What really gets my mind wondering is thinking about how this made friends become enemies. If one of my friends convinced me to invest all my savings with Madoff, would I blame them in the end for what happened to me? Would my friendship survive this life changing crime?
This had brought p memories of a financial problem I experience in the past. I used a credit union in Providence Rhode Island back in 1990. When the new governor ook over, he closed all the banks untill they can sort out the mess. My bank never reopenned, itwas littered with corruptionand had no money to cover its depositors money. My father old me "Dennis! Don't you first check out a bank before you do business with them!?". My reply would fit this Madoff situation, "Dad, all my friends use this bank, they have many branches and beautiful offices, why wouldnt I but my money in there?". I was sold on an illusion. I lost everything in one day, not only did I not get my money back, but it was New ears Eve, my monthly payroll check was just electronicaly deposited and all the checks I wrote durng my Christmas shopping started bouncing. Did this teach me anything? No.. Today I am with a larger bank, I judge the security of my money to a name now, to me, a national bank is better than a small county bank. Which these days the smaller bank might be a better risk..
By Dennis Megarry | Posted on July 31, 2009, 8:54 am
Clearly, going along to get along doesn't work as a system of morality. What, if anything, is strategically defined to take its place is the difficult task of examining the outcome, and identifying those protections that prevent them from occurring.
Though it doesn't take brilliant minds, it would not be harmful to include them, since conceivably the brighter the mind, the more effective the solution - but not always.

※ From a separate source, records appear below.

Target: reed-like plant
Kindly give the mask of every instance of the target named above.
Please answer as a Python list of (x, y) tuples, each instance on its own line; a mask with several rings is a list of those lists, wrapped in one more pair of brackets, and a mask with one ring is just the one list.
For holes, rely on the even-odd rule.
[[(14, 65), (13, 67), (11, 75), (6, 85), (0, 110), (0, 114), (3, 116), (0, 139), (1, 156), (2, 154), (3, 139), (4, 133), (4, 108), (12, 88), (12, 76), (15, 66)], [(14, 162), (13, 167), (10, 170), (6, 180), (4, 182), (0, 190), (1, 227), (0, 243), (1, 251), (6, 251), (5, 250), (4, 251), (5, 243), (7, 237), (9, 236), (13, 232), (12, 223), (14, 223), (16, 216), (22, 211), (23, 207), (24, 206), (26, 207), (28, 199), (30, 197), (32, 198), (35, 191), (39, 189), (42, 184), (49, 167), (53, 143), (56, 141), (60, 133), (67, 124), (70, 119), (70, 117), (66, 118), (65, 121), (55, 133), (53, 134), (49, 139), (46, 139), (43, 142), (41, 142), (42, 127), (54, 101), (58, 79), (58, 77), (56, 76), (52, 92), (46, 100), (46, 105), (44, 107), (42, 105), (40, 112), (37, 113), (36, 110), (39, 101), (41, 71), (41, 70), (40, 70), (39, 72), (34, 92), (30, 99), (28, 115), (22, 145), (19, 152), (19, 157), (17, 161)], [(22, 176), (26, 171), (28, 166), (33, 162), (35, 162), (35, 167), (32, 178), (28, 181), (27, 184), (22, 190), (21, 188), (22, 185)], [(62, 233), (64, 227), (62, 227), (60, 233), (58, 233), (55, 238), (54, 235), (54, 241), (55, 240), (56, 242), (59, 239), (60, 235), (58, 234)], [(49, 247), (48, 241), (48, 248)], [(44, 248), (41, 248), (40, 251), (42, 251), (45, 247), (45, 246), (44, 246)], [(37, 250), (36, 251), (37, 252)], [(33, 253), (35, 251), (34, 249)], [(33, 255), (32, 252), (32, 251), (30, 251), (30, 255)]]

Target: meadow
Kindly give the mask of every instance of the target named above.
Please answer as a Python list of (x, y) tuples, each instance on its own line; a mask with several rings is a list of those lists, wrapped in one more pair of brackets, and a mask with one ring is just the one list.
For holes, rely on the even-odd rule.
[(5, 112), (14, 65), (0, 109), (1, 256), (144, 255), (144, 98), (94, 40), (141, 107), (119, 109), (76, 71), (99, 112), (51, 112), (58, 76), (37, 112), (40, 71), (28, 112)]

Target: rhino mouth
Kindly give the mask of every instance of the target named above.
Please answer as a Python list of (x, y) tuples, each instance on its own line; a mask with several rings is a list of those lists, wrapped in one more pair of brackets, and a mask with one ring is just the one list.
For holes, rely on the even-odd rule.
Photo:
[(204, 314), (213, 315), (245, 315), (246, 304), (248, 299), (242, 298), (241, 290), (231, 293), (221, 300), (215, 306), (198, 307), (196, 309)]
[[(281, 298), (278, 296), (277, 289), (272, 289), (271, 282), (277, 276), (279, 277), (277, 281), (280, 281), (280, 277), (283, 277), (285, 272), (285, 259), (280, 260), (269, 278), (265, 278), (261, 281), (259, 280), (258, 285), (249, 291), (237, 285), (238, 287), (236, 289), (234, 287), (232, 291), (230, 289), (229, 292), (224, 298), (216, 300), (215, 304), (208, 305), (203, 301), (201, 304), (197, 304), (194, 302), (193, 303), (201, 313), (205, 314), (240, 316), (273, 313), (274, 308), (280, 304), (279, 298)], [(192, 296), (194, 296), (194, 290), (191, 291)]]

The alternative is to embrace the many types and styles of Madoff like scams which take place daily, and which substitute for responsibility though they may far from ideal as legitimate protections.
This may be one of the situations where majority rule really does count to prevent the minority from usurping majority rights, or a pandering majority to exile a weaker minority as in the case of Wall Street and its relationship with the SEC.
By Pat | Posted on August 15, 2009, 8:38 pm
Certainly Madoff took advantage of a lot of existing trust relationships and created an impressive facade, but he also benefited from a key flaw in his highly intelligent and successful target audience. In Michael Shermer's book Why People Believe Weird Things he points out the irony that very smart people often the most tenacious at holding onto incorrect beliefs because they are exceptionally skilled at building rationalizations.